Esta queja puede dividirse en dos partes:primero, apunta al hecho de que se hayan citado una serie de normas del Derecho del Consumo que no fueron mencionadas en el escrito de inicio, violándose de ese modo el principio de congruencia y el derecho de defensa; y, segundo, se vincula con la circunstancia de que se haya considerado que existió una relación de consumo con sustento en algunos artículos comprendidos en la ley 26.361, norma sancionada después del accidente Comenzaré con los agravios desplegados en torno a la decisión de aplicar un marco jurídico no invocado en la demanda. Es sabido que al juez le corresponde calificar la relación sustancial en la litis y la norma jurídica que la rige, aunque las partes lo hagan en forma errónea (Alsina, Hugo; Tratado teórico práctico de Derecho Procesal Civil y Comercial, Ediar, Buenos Aires, 1957, 2ª edición, t. II, p. 246, n° 30/1). Cualquier error en la calificación de la acción no tiene repercusiones porque el juzgador debe fundar en derecho su decisión, tal como lo dispone el inc. 4 del art. 34 del Código Procesal. Se trata de un principio expresado con la fórmula iura novit curia. Juegan aquí principios que hacen a la subsistencia misma de la sociedad, pues si se encomienda a los jueces la vital función de dirimir los conflictos y ellos, por el motivo que fuere, se negaren a cumplir con esa específica misión, la situación que sobrevendría sería la de una virtual denegación de justicia, susceptible de poner en peligro el orden social y la tranquilidad pública (Salvat, Raymundo M., Tratado de Derecho Civil Argentino, Parte General, Tipográfica Editora Argentina, Buenos Aires, 1958, 10ª edición actualizada por Víctor M. Romero del Prado, t. I, p. 155, n° 257).

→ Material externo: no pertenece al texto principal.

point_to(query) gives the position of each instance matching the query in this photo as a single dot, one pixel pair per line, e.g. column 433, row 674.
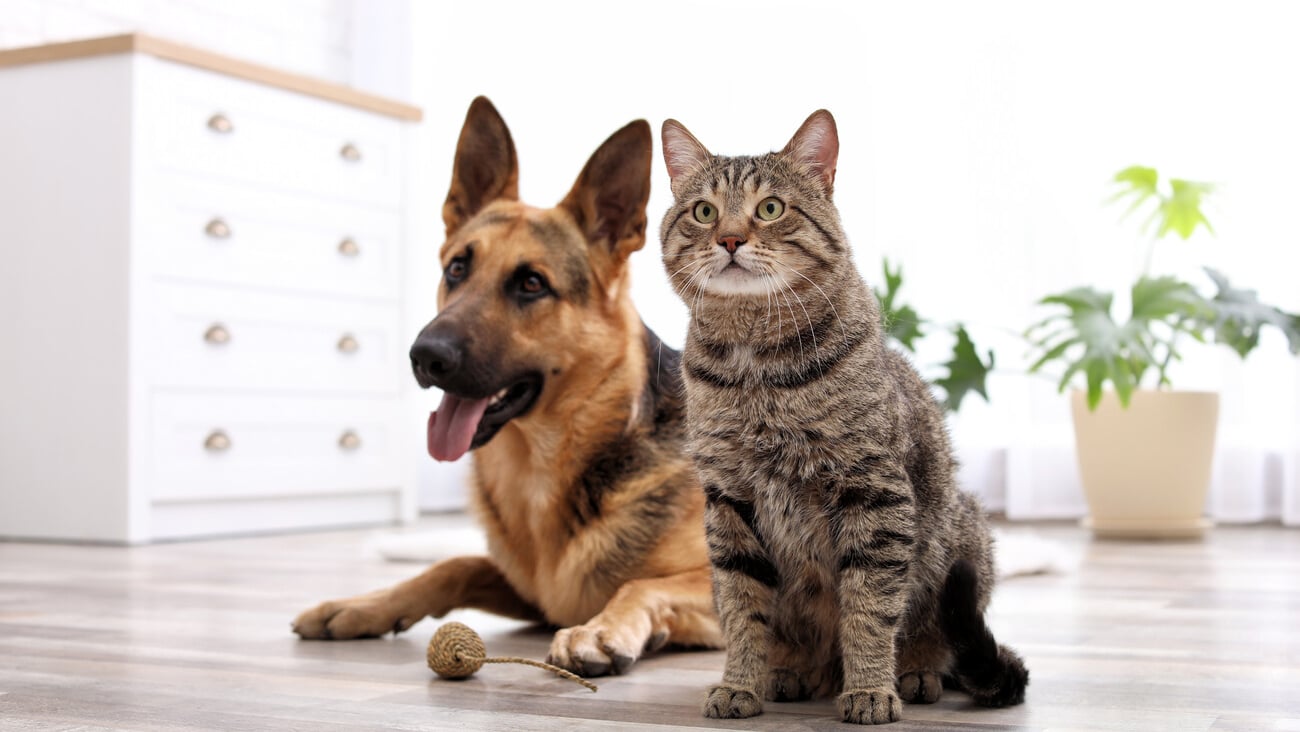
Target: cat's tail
column 993, row 675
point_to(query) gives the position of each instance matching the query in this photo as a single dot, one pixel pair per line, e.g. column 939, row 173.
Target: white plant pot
column 1147, row 468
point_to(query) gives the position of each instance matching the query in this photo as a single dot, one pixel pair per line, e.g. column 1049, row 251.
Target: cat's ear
column 817, row 147
column 485, row 168
column 609, row 198
column 681, row 151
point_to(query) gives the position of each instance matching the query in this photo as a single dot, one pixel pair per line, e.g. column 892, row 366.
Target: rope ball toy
column 456, row 652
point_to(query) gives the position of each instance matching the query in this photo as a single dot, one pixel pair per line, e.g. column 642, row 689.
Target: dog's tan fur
column 593, row 512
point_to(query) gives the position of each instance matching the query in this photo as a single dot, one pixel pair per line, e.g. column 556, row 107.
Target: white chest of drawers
column 200, row 297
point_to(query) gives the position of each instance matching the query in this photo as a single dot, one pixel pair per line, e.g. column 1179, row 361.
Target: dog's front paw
column 726, row 702
column 596, row 649
column 921, row 687
column 870, row 706
column 363, row 616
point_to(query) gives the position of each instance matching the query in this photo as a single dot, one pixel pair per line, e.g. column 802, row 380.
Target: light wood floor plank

Al ser ello así, los primeros cuestionamientos desplegados por Vaitech Internacional S.R.L. serán desestimados. De manera tal que ahora corresponde mencionar el derecho aplicable.Hay que tener en cuenta que el actor adquirió la bicicleta en junio del 2002 y que el accidente fue en agosto de ese mismo año, época en la que aún no se había reformado la ley 24.240 con la ley 26.361, publicada en el Boletín Oficial el 7 de abril del 2008. Cabe destacar, asimismo, que la sentencia de primera instancia se dictó el 6 de abril del 2015, antes de la entrada en vigencia del nuevo Código Civil y Comercial de la Nación. El art. 7° del Código Civil y Comercial de la Nación dispone lo siguiente: «A partir de su entrada en vigencia, las leyes se aplican a las consecuencias de las relaciones y situaciones jurídicas existentes. Las leyes no tienen efecto retroactivo, sean o no de orden público, excepto disposición en contrario.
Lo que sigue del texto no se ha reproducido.